By Libya Herald reporters.
Tripoli/Tunis, 20 March 2017:
National Oil Corporation chief Mustafa Sanalla remains confident that the organisation will resume full control of the eastern oil terminals in the Oil Crescent despite messages to the contrary from the House of Representatives and the rival NOC in Beida.
After the Libyan National Army last September ousted Ibrahim Jadhran’s Petroleum Facilities Guard from Zuetina, Brega, Ras Lanuf and Sidra, control of the terminals, along with that of Tobruk which had always stayed operational, were passed back to NOC in Tripoli.
However, the brief capture of Ras Lanuf and Sidra by the Benghazi Defence Brigades appears to have changed the mood in the east. Although Presidency Council chief Faiez Serraj denied that his government in Tripoli had authorised the BDB attack, his defence minister Mahdi Al-Barghathi had said he was sending 600 troops to reinforce the BDB while PC-appointed chief of the PFG Idris Bukhamada had also moved his men to protect the terminals.
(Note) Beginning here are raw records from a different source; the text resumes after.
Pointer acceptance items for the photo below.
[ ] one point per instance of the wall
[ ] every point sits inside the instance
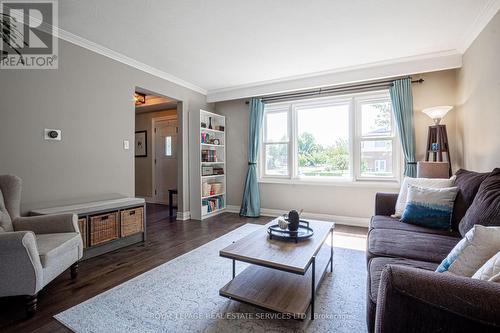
(439, 88)
(347, 204)
(90, 98)
(479, 100)
(144, 165)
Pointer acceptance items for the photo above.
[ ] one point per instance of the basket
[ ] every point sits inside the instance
(132, 221)
(103, 228)
(82, 225)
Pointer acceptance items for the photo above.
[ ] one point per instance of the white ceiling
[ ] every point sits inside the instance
(222, 44)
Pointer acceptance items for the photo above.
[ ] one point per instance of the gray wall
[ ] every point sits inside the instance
(479, 100)
(144, 165)
(90, 98)
(349, 204)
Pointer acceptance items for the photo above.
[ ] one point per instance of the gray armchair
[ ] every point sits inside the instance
(33, 250)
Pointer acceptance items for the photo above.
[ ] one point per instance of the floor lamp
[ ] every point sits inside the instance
(437, 137)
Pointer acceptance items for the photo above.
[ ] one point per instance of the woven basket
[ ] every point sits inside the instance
(103, 228)
(82, 225)
(132, 221)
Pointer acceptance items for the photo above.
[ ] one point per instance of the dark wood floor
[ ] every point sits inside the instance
(166, 239)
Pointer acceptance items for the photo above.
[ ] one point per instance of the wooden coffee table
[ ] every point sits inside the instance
(284, 276)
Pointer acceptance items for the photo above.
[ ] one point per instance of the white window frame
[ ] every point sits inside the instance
(275, 108)
(355, 138)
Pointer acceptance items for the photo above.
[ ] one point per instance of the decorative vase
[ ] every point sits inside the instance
(293, 220)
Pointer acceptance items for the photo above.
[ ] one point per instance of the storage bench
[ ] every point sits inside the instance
(106, 225)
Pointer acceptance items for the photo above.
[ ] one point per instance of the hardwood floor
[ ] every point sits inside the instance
(166, 239)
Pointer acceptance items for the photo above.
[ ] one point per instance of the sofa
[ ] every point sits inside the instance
(404, 293)
(34, 250)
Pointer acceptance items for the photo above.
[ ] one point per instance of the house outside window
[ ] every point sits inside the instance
(332, 139)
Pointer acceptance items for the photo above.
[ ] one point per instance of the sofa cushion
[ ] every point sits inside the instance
(387, 222)
(478, 245)
(376, 266)
(485, 208)
(51, 246)
(468, 183)
(409, 245)
(490, 271)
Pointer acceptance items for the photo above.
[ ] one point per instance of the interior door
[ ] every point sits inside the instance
(165, 159)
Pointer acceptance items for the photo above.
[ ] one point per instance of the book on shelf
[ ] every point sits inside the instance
(208, 155)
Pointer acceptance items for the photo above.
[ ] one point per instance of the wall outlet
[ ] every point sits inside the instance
(52, 134)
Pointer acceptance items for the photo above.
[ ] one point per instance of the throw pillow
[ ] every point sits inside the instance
(422, 182)
(485, 208)
(429, 207)
(490, 271)
(478, 245)
(5, 222)
(468, 183)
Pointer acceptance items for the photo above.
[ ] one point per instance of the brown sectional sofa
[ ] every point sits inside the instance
(404, 294)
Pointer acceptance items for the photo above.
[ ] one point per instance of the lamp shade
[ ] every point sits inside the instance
(437, 112)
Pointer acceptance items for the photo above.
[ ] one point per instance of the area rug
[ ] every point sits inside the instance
(182, 296)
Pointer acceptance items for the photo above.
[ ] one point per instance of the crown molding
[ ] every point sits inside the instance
(102, 50)
(483, 18)
(424, 63)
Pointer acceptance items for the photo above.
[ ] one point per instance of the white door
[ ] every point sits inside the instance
(165, 159)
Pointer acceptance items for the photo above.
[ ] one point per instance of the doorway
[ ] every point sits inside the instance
(156, 161)
(164, 159)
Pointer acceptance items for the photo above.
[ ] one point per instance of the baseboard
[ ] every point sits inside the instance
(345, 220)
(183, 216)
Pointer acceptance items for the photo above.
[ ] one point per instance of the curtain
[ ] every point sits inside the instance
(402, 106)
(250, 205)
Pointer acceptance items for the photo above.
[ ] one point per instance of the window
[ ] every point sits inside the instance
(349, 138)
(168, 146)
(276, 142)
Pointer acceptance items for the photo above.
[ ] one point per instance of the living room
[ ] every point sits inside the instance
(333, 166)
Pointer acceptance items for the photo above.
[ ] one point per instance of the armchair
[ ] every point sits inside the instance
(33, 250)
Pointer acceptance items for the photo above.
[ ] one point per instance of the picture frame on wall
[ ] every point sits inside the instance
(141, 144)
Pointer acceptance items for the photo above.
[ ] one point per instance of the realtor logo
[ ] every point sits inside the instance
(28, 34)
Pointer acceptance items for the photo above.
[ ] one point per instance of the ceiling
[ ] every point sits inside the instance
(214, 45)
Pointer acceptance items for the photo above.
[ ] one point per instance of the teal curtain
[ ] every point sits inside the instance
(402, 106)
(250, 206)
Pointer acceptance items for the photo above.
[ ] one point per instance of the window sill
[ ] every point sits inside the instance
(385, 184)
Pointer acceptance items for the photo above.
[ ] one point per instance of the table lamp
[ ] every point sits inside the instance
(437, 137)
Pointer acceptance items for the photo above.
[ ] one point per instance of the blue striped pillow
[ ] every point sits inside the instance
(429, 207)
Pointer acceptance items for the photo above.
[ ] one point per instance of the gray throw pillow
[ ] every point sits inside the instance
(485, 208)
(468, 183)
(5, 221)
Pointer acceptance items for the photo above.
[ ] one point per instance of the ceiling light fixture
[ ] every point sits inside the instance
(139, 98)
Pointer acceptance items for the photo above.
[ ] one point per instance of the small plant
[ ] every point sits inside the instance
(9, 32)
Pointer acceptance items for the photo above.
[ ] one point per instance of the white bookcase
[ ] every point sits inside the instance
(208, 167)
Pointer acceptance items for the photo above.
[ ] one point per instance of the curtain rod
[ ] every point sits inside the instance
(331, 90)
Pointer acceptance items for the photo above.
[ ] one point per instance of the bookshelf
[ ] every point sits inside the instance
(209, 198)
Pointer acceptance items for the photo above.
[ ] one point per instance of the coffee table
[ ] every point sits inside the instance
(284, 276)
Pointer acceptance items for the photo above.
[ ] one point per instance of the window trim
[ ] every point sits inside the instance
(354, 100)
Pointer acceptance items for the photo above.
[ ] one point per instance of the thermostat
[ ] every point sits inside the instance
(52, 134)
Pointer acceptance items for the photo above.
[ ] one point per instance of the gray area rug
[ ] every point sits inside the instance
(182, 296)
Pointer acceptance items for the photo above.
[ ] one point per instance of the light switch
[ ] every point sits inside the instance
(52, 134)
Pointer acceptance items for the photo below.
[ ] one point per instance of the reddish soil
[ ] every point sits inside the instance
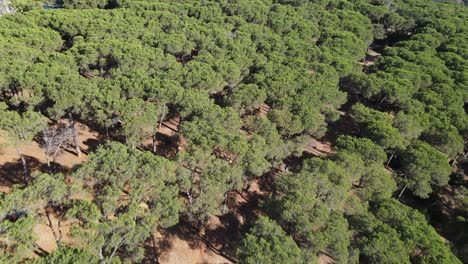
(320, 148)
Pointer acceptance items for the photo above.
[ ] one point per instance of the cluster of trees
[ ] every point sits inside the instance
(125, 66)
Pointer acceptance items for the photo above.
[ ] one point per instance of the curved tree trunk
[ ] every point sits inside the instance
(23, 161)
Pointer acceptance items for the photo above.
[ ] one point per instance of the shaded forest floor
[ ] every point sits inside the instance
(216, 240)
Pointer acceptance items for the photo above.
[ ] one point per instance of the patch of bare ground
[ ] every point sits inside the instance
(215, 242)
(46, 242)
(324, 258)
(319, 147)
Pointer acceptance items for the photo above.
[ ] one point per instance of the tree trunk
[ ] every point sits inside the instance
(23, 161)
(155, 141)
(76, 141)
(390, 159)
(163, 116)
(401, 193)
(57, 238)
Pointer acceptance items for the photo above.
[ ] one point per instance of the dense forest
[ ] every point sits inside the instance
(253, 87)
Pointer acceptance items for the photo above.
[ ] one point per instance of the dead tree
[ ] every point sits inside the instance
(54, 139)
(74, 133)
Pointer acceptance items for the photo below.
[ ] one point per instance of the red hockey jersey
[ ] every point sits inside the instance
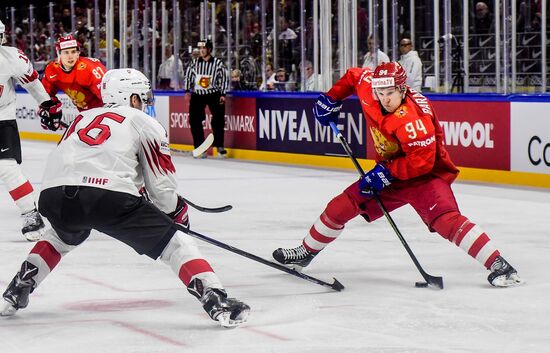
(409, 140)
(81, 84)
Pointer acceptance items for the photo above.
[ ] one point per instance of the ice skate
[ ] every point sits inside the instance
(503, 274)
(296, 258)
(33, 226)
(21, 286)
(222, 152)
(229, 312)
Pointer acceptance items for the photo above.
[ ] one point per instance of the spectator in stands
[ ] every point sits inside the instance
(270, 79)
(411, 63)
(287, 41)
(166, 71)
(237, 83)
(483, 21)
(256, 40)
(283, 83)
(313, 80)
(369, 59)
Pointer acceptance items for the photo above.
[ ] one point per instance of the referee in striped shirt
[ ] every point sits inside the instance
(208, 79)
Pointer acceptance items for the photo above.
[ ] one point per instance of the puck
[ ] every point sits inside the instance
(421, 284)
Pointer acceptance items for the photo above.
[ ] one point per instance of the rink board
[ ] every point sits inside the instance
(492, 138)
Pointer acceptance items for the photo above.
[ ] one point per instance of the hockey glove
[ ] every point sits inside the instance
(179, 215)
(326, 110)
(50, 114)
(375, 180)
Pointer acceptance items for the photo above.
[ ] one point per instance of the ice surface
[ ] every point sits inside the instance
(103, 297)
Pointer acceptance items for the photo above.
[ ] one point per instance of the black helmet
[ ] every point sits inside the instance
(207, 43)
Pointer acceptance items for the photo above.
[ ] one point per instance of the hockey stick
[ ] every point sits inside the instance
(204, 146)
(337, 286)
(433, 280)
(208, 209)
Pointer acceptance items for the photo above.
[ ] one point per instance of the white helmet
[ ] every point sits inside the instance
(2, 33)
(118, 85)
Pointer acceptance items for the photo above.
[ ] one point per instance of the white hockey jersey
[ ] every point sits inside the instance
(15, 66)
(119, 149)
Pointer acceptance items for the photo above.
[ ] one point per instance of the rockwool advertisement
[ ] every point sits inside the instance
(240, 122)
(291, 127)
(476, 134)
(530, 137)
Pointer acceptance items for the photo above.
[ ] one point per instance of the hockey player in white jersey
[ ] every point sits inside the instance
(92, 181)
(16, 67)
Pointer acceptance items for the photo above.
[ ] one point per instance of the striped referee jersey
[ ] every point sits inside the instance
(205, 77)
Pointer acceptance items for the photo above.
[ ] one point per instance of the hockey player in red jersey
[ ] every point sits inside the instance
(93, 180)
(78, 77)
(15, 67)
(413, 167)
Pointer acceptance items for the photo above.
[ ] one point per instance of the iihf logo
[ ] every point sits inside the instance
(94, 180)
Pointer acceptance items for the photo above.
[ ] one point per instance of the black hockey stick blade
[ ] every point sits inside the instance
(208, 209)
(336, 285)
(434, 280)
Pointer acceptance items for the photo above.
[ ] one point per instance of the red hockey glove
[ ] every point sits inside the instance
(179, 215)
(50, 114)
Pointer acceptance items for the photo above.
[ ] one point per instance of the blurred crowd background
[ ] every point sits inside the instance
(298, 45)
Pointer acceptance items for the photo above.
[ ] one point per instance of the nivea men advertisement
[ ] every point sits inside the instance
(288, 125)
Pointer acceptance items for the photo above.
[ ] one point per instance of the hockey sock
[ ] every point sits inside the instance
(20, 189)
(47, 253)
(331, 223)
(468, 236)
(183, 256)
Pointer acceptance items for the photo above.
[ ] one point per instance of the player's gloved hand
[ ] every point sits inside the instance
(179, 215)
(50, 114)
(375, 180)
(326, 109)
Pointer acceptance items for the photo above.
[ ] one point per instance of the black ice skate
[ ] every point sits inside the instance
(503, 274)
(296, 257)
(33, 226)
(21, 286)
(229, 312)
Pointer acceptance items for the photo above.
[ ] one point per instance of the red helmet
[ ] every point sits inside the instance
(66, 43)
(390, 74)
Nevertheless, Sanalla has told Reuters that he had no reason to believe that Tripoli NOC would not regain control of the two oil ports. “We have been coordinating our assessment of the facilities with them,” he told the news agency, “We have no reason to believe control of the ports will not be handed back to NOC.”
It is understood the the two export terminals suffered no serious damage in the latest fighting despite BDB claims the LNA warplanes had deliberately targeted the oil facilities. It appears that the BDB did not put any men into the terminals themselves.
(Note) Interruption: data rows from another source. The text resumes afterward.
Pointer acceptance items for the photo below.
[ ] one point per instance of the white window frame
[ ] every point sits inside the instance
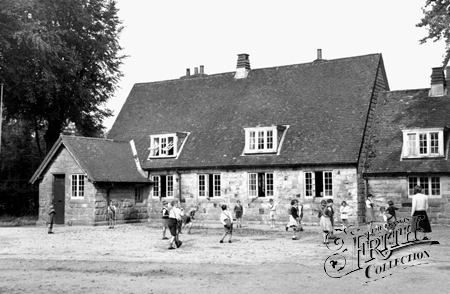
(77, 186)
(261, 140)
(205, 185)
(414, 148)
(159, 147)
(309, 182)
(427, 183)
(269, 185)
(156, 189)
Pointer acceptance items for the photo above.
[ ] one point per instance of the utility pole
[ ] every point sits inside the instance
(1, 115)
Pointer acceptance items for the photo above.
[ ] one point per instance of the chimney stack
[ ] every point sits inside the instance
(437, 82)
(243, 66)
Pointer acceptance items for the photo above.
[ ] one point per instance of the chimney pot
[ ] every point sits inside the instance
(437, 82)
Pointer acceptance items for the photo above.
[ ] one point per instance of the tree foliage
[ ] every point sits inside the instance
(437, 21)
(60, 63)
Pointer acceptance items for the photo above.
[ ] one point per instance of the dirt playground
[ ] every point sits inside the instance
(132, 258)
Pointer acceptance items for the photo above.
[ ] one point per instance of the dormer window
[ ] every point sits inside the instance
(418, 143)
(263, 139)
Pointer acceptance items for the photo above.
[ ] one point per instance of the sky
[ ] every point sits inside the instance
(164, 38)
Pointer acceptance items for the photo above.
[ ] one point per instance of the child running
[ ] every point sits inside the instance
(325, 221)
(227, 221)
(238, 211)
(344, 210)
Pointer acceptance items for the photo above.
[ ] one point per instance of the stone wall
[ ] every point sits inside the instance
(288, 185)
(396, 189)
(123, 197)
(76, 210)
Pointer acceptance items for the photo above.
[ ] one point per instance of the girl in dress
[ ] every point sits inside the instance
(370, 215)
(238, 211)
(420, 222)
(344, 209)
(325, 220)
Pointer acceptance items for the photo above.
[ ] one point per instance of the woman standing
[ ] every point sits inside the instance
(370, 215)
(420, 222)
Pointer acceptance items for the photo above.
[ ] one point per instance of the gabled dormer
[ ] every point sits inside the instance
(264, 140)
(423, 143)
(166, 145)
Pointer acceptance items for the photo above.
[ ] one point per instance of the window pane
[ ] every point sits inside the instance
(423, 182)
(423, 144)
(412, 183)
(269, 139)
(260, 140)
(434, 143)
(216, 185)
(412, 144)
(328, 183)
(308, 184)
(435, 186)
(202, 185)
(252, 142)
(269, 184)
(169, 186)
(156, 186)
(252, 191)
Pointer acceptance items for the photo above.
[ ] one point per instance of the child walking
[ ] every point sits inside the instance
(238, 212)
(111, 215)
(344, 210)
(165, 218)
(51, 216)
(272, 213)
(227, 221)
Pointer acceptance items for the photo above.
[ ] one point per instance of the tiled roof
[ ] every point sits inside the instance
(325, 104)
(102, 160)
(398, 110)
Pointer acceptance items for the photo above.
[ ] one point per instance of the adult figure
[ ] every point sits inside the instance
(174, 218)
(420, 222)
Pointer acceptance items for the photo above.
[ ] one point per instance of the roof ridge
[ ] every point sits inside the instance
(206, 76)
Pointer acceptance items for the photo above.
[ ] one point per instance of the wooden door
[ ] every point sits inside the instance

Sanalla said that it had been decided to resume operations following a technical assessment and a check by military engineers for unexploded ordinance. Workers were returning to the two ports and the Waha Oil Company had resumed pumping to Sidra on Saturday. It had begun sending 25,000 b/d. Before the BDB attack the flow had been 75,000 b/d.
Bloomberg quoted the coordinator of NOC’s Oil Crescent emergency committee, Mustafa El-Zegheid, that at least 45 workers and engineers had returned to Ras Lanuf and 35 more to Sidra.
Before the attack Libya production had hovered around 700,000 b/d but is currently some 611,000 b/d. Sanalla said that he hoped to bring output up to 800,000 b/d by the end of next month.
On Saturday, Sanalla hosted China’s Libyan ambassador Li Zhiguo and officials from Beijing’s state-owned UNIPEC oil trading company. Their discussions included oil contracts and the return of Chinese engineers who had quit in 2014 as security collapsed.
The NOC also reported that Sanalla had been invited to make an official visit to China with the idea of developing oil industry links with Libya.